Director Jonathan Glazer’s new film shows a horrifying, underlooked side of the Holocaust.

Content warning: “The Zone of Interest” contains graphic scenes of the Holocaust during World War II. Reader discretion is advised.

Playing to a packed house at the UW Cinematheque Thursday night, director Jonathan Glazer’s “The Zone of Interest” — about Auschwitz commandant Rudolf Höss and his wife, Hedwig, trying to build a dream life for their family next to the camp — is a harrowing and prescient film because of what is left out of the frame.  

The film begins with a black screen accompanied by a faint chorus of screams, preparing the audience for the central caveat of the film: we do not see the victims of the camp suffer, we only barely hear their cries. Instead of focusing on the victims of the Holocaust, we as viewers are asked to connect with the Höss family in order to confront ourselves and how we can become perpetrators of evil when we stand to gain from it. 

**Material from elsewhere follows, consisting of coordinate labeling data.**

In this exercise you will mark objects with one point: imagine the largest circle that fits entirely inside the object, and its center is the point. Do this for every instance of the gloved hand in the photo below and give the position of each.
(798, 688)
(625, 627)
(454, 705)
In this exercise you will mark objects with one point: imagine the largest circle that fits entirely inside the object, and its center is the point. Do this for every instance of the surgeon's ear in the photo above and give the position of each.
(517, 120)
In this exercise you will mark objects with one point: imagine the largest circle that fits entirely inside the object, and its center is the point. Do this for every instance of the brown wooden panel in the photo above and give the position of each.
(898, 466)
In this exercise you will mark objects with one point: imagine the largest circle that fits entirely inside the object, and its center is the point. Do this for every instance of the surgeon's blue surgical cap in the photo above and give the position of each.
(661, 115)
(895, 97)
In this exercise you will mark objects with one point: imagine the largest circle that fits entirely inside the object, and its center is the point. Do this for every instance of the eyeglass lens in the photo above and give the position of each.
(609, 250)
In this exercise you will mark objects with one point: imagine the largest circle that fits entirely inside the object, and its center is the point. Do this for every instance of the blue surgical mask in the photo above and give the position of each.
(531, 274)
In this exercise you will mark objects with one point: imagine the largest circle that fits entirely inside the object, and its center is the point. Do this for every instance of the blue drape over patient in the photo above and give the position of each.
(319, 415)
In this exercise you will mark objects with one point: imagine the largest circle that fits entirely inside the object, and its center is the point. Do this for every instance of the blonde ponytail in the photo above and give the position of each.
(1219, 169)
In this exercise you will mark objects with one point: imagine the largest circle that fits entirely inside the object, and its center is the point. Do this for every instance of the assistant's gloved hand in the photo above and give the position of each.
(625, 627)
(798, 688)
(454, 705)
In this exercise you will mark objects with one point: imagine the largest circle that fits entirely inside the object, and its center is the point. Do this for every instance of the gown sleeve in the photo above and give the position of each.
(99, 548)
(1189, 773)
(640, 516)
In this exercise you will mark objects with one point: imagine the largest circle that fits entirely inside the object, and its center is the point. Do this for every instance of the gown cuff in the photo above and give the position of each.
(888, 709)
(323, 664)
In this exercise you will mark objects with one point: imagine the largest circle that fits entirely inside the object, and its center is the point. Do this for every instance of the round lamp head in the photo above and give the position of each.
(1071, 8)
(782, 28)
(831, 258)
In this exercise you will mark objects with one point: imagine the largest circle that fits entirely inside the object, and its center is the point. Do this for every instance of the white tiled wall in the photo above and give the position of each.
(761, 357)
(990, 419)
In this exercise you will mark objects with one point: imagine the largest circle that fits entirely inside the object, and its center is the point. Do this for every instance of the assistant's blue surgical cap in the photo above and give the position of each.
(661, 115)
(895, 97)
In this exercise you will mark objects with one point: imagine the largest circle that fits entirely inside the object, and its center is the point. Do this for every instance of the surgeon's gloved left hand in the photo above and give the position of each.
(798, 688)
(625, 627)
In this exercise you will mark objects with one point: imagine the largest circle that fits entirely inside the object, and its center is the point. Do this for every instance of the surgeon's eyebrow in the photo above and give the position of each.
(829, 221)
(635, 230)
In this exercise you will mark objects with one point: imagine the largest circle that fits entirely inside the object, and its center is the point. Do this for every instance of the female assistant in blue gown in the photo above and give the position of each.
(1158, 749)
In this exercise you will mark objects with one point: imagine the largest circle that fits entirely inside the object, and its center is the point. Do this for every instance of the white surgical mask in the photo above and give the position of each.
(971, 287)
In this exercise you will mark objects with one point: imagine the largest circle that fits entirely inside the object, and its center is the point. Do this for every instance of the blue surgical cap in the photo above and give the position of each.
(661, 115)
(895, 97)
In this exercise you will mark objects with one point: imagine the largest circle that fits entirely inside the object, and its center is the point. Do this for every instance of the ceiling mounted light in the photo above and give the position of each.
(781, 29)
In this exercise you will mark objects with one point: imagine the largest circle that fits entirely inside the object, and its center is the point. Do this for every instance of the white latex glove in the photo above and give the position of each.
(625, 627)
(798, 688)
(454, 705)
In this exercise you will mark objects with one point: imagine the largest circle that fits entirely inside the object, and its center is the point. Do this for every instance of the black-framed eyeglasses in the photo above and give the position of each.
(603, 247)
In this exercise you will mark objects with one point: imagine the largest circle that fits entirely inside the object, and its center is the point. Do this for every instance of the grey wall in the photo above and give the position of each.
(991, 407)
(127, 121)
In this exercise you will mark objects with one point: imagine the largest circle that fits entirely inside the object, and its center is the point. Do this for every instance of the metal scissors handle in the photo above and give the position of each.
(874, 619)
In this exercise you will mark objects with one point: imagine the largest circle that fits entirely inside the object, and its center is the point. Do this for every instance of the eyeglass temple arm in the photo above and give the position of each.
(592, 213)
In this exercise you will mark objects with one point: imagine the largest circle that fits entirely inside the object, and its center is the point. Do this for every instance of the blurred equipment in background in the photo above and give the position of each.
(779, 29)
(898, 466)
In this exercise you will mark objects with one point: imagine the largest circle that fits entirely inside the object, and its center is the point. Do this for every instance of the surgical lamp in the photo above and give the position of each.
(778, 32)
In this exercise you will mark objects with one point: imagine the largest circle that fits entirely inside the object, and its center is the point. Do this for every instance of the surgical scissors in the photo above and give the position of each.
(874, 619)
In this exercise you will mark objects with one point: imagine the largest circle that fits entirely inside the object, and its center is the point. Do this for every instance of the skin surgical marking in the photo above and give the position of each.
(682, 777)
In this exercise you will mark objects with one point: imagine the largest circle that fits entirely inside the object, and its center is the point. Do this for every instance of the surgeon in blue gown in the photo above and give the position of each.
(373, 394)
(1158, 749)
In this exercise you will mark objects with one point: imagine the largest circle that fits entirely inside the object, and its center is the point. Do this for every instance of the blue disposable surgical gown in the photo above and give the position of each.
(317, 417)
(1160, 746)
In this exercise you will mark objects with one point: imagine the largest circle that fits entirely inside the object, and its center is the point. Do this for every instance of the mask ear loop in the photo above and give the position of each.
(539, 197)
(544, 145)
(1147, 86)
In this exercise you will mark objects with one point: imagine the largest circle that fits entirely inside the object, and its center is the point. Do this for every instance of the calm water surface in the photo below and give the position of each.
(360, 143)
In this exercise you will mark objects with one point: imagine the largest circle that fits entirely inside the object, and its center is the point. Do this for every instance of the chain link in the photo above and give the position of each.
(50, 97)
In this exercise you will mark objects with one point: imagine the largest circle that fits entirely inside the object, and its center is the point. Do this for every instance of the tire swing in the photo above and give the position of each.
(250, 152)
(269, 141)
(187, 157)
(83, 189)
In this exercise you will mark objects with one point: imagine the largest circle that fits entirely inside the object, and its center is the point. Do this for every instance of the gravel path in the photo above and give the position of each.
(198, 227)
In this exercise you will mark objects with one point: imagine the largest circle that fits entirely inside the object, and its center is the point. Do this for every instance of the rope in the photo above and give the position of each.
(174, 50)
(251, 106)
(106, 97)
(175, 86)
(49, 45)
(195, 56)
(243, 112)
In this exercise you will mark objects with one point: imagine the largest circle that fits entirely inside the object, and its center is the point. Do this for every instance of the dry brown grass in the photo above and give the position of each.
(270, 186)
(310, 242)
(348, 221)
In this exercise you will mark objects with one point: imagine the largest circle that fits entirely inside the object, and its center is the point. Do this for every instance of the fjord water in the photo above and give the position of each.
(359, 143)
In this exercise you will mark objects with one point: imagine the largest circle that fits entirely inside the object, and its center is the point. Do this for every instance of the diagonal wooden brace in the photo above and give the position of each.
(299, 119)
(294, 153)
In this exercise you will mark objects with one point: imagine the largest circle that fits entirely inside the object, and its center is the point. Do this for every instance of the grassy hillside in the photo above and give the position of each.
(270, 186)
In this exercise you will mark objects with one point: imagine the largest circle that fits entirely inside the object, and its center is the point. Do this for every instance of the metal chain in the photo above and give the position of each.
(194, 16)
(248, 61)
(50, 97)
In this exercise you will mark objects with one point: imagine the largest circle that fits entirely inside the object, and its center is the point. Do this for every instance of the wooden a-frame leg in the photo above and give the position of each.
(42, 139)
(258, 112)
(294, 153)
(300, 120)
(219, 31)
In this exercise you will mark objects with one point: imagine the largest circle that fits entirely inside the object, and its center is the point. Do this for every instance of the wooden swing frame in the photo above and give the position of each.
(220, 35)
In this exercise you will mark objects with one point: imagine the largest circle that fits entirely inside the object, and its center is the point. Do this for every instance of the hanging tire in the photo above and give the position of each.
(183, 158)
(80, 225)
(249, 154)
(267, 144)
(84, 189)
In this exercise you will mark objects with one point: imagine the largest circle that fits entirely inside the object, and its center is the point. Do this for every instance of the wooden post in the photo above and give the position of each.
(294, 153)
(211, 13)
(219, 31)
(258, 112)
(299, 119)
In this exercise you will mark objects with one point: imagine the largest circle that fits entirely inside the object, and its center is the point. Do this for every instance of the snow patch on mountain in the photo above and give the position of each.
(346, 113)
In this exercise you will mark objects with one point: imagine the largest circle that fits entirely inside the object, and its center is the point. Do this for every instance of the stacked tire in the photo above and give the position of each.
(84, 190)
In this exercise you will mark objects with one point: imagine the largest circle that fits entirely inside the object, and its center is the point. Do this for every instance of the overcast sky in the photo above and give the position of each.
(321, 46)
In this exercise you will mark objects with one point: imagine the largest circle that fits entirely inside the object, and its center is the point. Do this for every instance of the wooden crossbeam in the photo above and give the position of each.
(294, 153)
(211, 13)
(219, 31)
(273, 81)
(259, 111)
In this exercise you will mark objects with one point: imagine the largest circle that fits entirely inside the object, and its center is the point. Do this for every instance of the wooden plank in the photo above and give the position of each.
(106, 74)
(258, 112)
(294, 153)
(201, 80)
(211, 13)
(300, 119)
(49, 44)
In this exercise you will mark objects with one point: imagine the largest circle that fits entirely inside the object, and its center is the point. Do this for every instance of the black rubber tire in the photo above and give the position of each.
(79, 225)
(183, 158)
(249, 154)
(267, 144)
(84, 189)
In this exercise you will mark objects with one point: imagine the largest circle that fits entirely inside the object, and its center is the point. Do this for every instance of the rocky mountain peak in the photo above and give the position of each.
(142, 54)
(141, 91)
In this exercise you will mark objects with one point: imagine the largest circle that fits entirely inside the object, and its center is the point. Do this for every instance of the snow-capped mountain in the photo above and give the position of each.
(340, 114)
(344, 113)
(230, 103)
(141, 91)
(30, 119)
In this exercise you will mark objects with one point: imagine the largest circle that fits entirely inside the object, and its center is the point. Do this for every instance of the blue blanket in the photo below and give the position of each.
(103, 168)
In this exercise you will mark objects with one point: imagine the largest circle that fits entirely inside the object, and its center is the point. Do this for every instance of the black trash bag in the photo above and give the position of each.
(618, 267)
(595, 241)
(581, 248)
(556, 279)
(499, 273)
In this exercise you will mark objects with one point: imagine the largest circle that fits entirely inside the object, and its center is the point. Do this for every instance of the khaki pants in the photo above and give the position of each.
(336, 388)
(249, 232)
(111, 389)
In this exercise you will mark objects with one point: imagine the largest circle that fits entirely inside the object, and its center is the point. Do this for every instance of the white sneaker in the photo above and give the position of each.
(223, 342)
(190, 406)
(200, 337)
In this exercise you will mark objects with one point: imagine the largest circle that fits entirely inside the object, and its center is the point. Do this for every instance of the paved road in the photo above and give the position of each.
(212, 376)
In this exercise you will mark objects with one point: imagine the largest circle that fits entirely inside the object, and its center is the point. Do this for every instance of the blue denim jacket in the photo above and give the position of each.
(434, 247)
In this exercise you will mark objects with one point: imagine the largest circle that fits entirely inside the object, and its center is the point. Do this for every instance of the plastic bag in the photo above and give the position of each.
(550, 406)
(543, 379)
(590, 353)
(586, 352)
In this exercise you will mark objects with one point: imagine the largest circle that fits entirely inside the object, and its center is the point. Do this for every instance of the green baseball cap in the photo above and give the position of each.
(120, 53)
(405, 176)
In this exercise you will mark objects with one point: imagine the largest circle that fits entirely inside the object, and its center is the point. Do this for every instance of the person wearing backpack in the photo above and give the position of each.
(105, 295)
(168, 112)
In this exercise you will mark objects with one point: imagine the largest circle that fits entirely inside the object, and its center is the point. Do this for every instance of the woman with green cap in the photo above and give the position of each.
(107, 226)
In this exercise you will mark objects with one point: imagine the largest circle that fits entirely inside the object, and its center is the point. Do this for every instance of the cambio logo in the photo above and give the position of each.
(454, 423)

The only thing we see of Auschwitz itself is the wall separating the garden of the Höss home from the complex and the watchtower looming over the concentration camp, a reminder of the inhumanity happening next door.

By focusing on the domestic life of Höss, we see how evil often presents itself as utterly banal. Rudolf goes about his job while Hedwig tends to the children just as though he worked in an office instead of a concentration camp. We hear screams and gunfire, but we only see the Höss’ children at play reenacting the violent scenes they overhear while wearing Hitler Youth uniforms.

Portraying Höss as a family man instead of a monster conveys how he was not a schemer focused on racial views, but a man who ignored his own evil in hopes of rising the Nazi ranks. By going along with what he has been told to do and chasing after promotions in the bureaucracy of the SS, Höss becomes responsible for history’s most infamous genocide.

The cinematography, emphasizing static shots and placement of the camera away from the actors in the frame, separates viewers from Höss, creating a documentary feeling that emphasizes the sterile nature of his job. The use of hallways as framing devices directing the eye to the action further communicates how genocide becomes routine — for him — by constantly placing us in an austere and cramped environment, showing the rigid bureaucracy with which the Holocaust was conducted. 

The camera only moves when Hedwig displays her garden, which also doubles as a way for the camera to pan over the imposing structures of Auschwitz in the background. Even when we are free from cold interiors, the specter of death is always present, never allowing the audience a moment of reprieve from the horror. 

Above all, “The Zone of Interest” reminds us of the fact that we as human beings are all capable of committing unspeakable cruelties and that it is our moral responsibility to acknowledge our shared humanity to avoid repeating the past.